IFS Cloud - two customer reactions

If IFS could pick the headline for this piece, it might be IFS Cloud. IFS Cloud is the go-to-release, the core of IFS' "evergreen" strategy. It certainly got plenty of attention from the keynote stage (As per IFS, 400 customers are running on IFS Cloud now). Indications are that the evergreen approach is working. All customers that initially moved onto the first IFS Cloud release (21R1) have now upgraded again.

"IFS Cloud" can be a confusing product title, because customers can actually deploy IFS cloud on-premise, or in their own hosted environment, as well as on Azure as an IFS service. Though I was not able to do an in-depth interview with an IFS Cloud customer at IFS Connect, you can count CDF Corporation and KLN Family Brands as two more companies planning to make the IFS Cloud move.

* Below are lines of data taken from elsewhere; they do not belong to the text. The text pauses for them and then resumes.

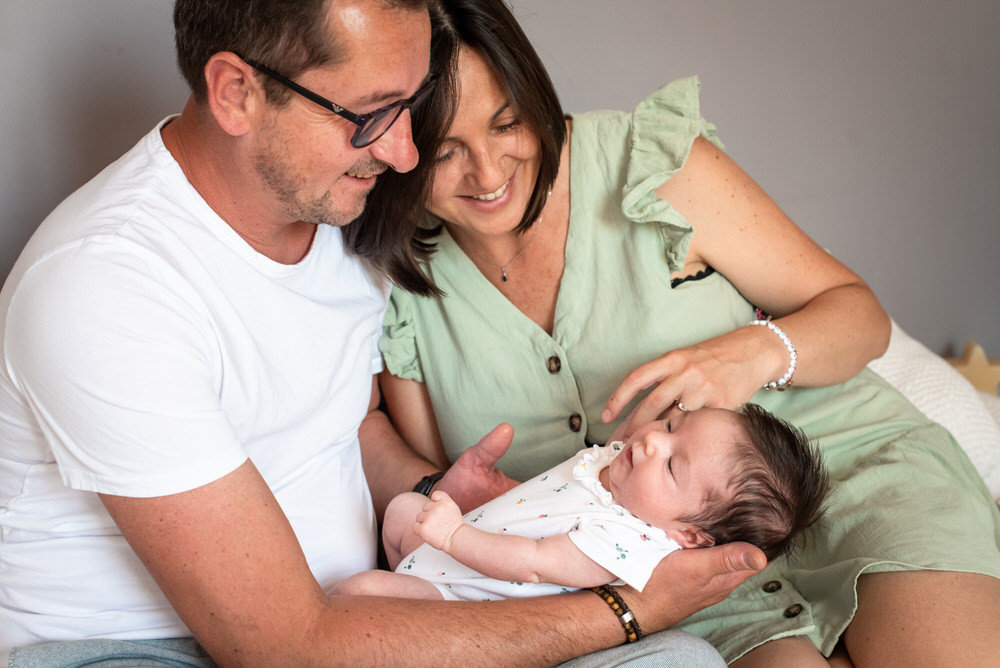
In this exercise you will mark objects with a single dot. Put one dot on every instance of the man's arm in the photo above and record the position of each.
(555, 559)
(226, 558)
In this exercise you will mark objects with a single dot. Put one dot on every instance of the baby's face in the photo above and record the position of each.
(668, 467)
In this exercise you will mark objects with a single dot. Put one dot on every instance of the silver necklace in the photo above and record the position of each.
(503, 267)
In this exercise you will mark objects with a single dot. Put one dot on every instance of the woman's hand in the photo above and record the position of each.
(722, 372)
(474, 479)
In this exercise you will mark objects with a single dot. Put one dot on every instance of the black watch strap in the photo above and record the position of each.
(426, 483)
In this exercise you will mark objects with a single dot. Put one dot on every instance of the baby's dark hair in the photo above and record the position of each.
(777, 491)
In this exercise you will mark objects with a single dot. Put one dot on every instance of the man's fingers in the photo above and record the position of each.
(741, 557)
(493, 446)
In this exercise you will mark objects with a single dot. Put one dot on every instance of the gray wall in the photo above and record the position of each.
(874, 123)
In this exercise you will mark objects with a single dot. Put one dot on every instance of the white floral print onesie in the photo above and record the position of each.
(568, 499)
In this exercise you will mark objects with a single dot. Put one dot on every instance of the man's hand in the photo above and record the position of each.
(687, 581)
(473, 479)
(438, 521)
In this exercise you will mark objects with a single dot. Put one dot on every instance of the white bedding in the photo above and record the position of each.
(946, 397)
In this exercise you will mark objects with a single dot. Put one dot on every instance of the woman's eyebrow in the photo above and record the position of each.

The details of IFS Cloud's node-based architecture, which enables multiple deployment scenarios, are beyond the scope of this piece - but IFS firmly believes that they have a modern answer for their customers, many of which are in heavily regulated industries, and might need their operational software on-premise. Yet these same customers don't want to miss out on the benefits of modern software, from embedded artificial intelligence to ease of upgrades.

Moving from older versions of IFS onto IFS Cloud is not trivial. There is a new UI to get employees up to speed on. Prior code customizations must be evaluated, with an eye towards moving closer to standard, or shifting to custom fields. Technical upgrades have limited value - and we all know it. Instead, IFS encourages customers to focus on the business results from the IFS Cloud move; IFS' Digital Business Value Assessment (DBVA) solution, which I've written about before, provides an underrated framework for mapping out where the value will be found, and how the path to further ROI will be achieved, beyond go-live.

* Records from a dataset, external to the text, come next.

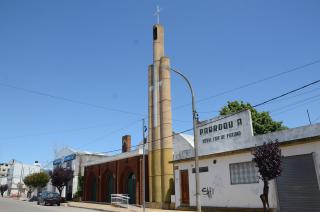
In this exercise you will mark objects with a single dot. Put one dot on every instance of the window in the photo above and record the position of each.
(243, 173)
(201, 169)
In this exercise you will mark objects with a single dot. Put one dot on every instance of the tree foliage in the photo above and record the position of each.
(268, 160)
(261, 121)
(36, 180)
(3, 189)
(60, 178)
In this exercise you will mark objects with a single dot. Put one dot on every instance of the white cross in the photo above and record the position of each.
(157, 13)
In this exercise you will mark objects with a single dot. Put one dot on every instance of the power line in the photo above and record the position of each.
(226, 116)
(298, 104)
(59, 131)
(69, 100)
(254, 82)
(289, 92)
(77, 101)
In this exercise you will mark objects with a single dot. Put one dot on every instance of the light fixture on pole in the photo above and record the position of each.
(195, 134)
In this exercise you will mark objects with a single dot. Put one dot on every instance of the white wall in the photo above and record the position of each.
(241, 195)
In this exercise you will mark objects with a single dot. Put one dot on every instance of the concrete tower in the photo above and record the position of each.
(160, 123)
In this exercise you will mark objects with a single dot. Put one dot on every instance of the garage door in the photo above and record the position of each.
(298, 188)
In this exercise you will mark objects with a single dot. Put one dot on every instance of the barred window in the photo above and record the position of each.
(243, 173)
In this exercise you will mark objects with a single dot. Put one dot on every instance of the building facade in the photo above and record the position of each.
(16, 173)
(72, 159)
(229, 178)
(117, 174)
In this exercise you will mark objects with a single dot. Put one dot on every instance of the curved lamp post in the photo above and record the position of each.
(195, 134)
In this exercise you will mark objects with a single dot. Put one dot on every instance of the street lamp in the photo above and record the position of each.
(195, 134)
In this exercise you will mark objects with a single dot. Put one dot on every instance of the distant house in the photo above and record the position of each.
(229, 178)
(16, 173)
(73, 159)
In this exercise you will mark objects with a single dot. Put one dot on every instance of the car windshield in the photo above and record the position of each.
(53, 195)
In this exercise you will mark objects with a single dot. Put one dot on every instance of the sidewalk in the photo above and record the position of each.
(110, 208)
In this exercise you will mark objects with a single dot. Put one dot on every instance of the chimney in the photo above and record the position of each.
(126, 143)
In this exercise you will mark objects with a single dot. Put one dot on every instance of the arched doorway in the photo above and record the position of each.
(110, 186)
(93, 196)
(131, 188)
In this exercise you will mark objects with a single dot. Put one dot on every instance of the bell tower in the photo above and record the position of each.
(159, 123)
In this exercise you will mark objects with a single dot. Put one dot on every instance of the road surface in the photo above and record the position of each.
(11, 205)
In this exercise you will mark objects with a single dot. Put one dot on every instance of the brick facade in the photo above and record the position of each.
(120, 170)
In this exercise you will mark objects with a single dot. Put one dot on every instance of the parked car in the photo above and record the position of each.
(49, 198)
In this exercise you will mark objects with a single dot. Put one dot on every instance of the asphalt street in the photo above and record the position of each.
(11, 205)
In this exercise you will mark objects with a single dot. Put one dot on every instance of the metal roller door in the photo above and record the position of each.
(298, 188)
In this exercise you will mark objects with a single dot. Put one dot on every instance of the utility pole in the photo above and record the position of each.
(195, 134)
(144, 129)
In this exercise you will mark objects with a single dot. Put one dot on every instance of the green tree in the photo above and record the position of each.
(3, 188)
(36, 180)
(261, 121)
(268, 160)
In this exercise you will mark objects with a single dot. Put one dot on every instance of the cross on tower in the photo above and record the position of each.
(157, 13)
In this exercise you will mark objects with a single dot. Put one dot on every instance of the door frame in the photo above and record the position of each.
(183, 188)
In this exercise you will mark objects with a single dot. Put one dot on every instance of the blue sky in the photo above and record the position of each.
(98, 52)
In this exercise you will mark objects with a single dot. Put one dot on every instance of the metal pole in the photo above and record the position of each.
(309, 117)
(143, 168)
(195, 134)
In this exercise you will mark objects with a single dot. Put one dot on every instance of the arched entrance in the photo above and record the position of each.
(110, 186)
(93, 196)
(131, 188)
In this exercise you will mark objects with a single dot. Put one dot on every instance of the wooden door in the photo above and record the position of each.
(184, 184)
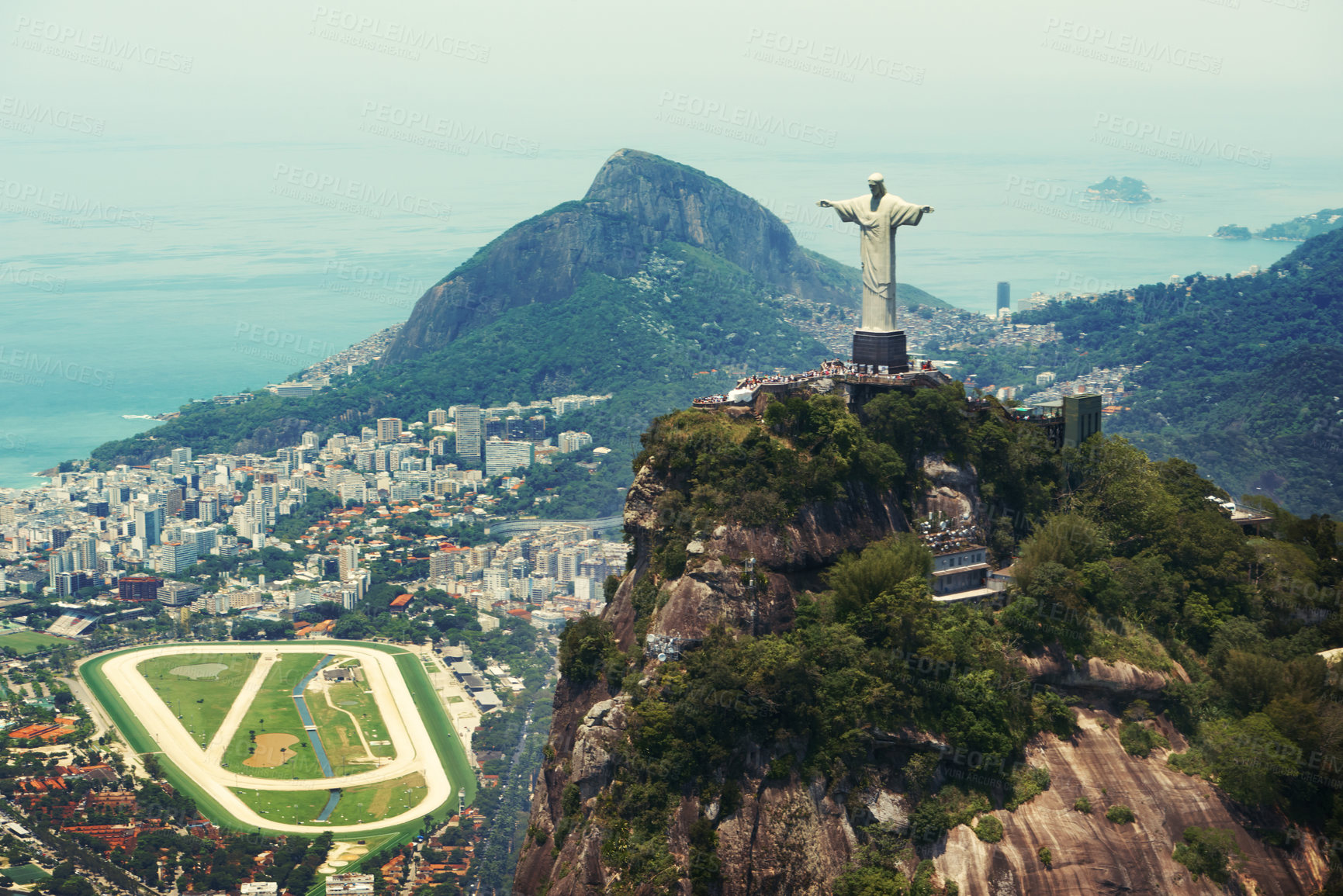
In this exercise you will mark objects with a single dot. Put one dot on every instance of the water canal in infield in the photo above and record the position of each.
(310, 727)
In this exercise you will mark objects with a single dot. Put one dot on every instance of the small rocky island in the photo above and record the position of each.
(1120, 190)
(1232, 231)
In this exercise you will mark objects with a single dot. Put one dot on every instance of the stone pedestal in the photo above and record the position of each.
(881, 350)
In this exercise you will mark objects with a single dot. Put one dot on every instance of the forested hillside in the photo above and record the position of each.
(1240, 375)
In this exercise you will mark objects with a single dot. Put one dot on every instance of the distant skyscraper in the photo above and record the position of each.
(85, 550)
(573, 441)
(348, 559)
(150, 521)
(469, 430)
(504, 457)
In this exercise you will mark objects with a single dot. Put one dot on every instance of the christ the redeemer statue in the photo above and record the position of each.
(877, 216)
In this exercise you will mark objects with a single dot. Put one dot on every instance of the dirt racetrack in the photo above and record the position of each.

IFS pitches IFS Cloud as a "composable" platform. One aspect of that: customers can buy components separately, including IFS's fast-growing Service Management solution , as well as IFS EAM (Enterprise Asset Management). As for Ivkovic, he's got one advantage for his IFS Cloud move: no customizations. Yes, you read that right - after 15 years of running on IFS, CDF Corporation has entirely avoided customizations. Well, with one exception:

My one modification is actually the robots. And that's written by IFS Labs. So it's not like that give me a hard time upgrading that.

Avoiding modifications has made selling upgrades to CDF Corporation management easier. Therefore,  Ivkovic says he didn't have any trouble getting management to green light IFS Cloud (they plan to go live in November).

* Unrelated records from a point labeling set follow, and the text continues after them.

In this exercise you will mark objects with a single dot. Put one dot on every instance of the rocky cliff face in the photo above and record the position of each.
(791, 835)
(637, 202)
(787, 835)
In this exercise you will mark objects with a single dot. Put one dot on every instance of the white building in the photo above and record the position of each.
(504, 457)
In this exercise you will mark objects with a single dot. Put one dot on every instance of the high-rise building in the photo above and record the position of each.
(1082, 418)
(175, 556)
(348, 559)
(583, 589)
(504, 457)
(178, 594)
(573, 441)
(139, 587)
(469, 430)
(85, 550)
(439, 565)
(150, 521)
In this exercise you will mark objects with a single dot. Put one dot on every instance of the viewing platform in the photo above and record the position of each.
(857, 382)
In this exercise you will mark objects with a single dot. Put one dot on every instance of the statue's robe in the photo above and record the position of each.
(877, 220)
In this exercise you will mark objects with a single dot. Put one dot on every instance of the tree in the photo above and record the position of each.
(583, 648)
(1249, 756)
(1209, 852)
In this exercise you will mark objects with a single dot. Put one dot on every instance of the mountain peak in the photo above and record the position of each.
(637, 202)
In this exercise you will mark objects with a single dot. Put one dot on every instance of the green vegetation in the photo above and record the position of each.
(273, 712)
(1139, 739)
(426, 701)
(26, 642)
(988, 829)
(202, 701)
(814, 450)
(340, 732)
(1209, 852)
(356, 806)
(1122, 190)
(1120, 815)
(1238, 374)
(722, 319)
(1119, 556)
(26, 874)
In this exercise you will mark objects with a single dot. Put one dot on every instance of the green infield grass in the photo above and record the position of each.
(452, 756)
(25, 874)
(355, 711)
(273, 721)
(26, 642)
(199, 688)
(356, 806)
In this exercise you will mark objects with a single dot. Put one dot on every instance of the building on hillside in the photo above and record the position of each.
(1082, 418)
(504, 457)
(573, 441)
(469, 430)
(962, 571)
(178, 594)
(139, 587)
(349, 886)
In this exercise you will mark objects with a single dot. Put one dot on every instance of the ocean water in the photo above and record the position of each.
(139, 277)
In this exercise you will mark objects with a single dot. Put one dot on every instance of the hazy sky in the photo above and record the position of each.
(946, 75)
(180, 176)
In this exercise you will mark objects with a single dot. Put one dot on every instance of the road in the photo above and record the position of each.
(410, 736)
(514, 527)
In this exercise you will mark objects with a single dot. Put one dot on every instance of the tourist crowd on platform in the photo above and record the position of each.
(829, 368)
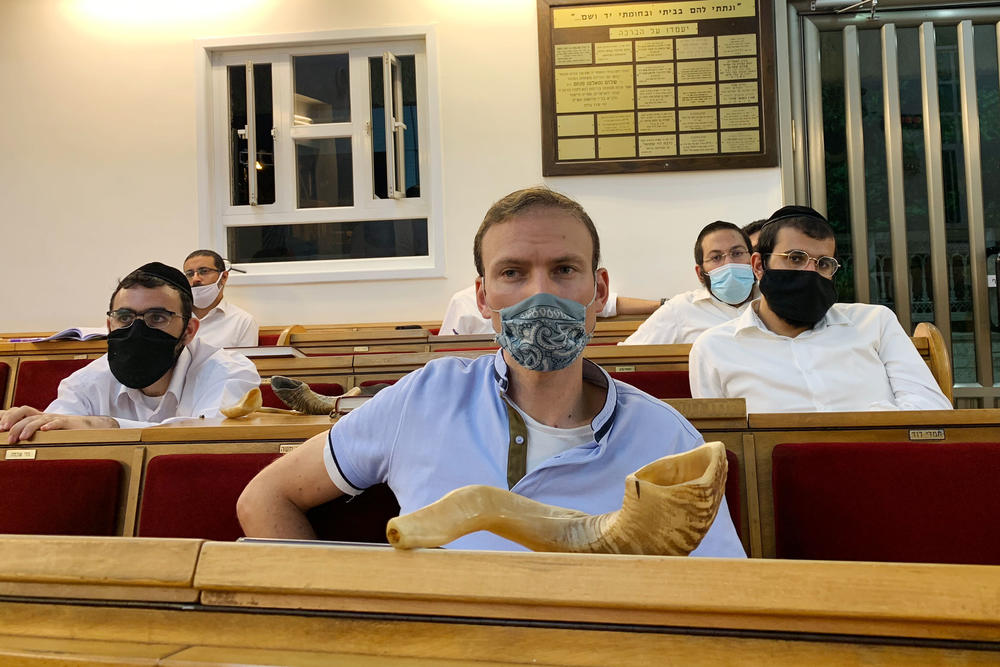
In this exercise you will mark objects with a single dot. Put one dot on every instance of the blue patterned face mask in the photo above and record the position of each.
(731, 283)
(544, 332)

The wrap - generative AI scenarios for plant managers

As for generative AI, Ivkovic has all kinds of ideas for how it could be applied. Here's one interesting scenario. As expected, it goes back to making the most of machine-generated data:

Picture my tech at his machine. He pushes his button and says, 'We've got an electrical problem.' Now the AI is working. It's going to send the technician; the proper technicians go. But in the meantime, the AI is working in the background, and it says, 'Hmm, the last three times that type of machine had an electrical problem, we saw this pattern.'

The next time it sees that pattern, it puts a ticket in before the guy pushes the button. It says line 23, predictive maintenance. We're seeing this pattern, right. The last three times we saw that pattern, it was this problem, and not only just an electrical problem - maybe it knows the exact problem.

So what did we just save timewise, right?  Let's say it's a major repair. Now it sends it to the ERP the scheduling engine you're talking about. And it says there's an 80% probability it's going to be down for two months, or two weeks. And it sees what that does to the shop floor orders. Maybe it lets customer service know that there's a probability that their order might be late. I mean, you could tie it into all this disparate stuff.

Some of the tech to pull this scenario off is already there. The rest is not far behind (Ivkovic sees generative AI helping with communications in these scenarios, e.g. from shop floor engineers who often don't excel at the writing side of things). It will be interesting to see how IFS customers fare. If they move like these two customers did to get their data house in order, I like their chances.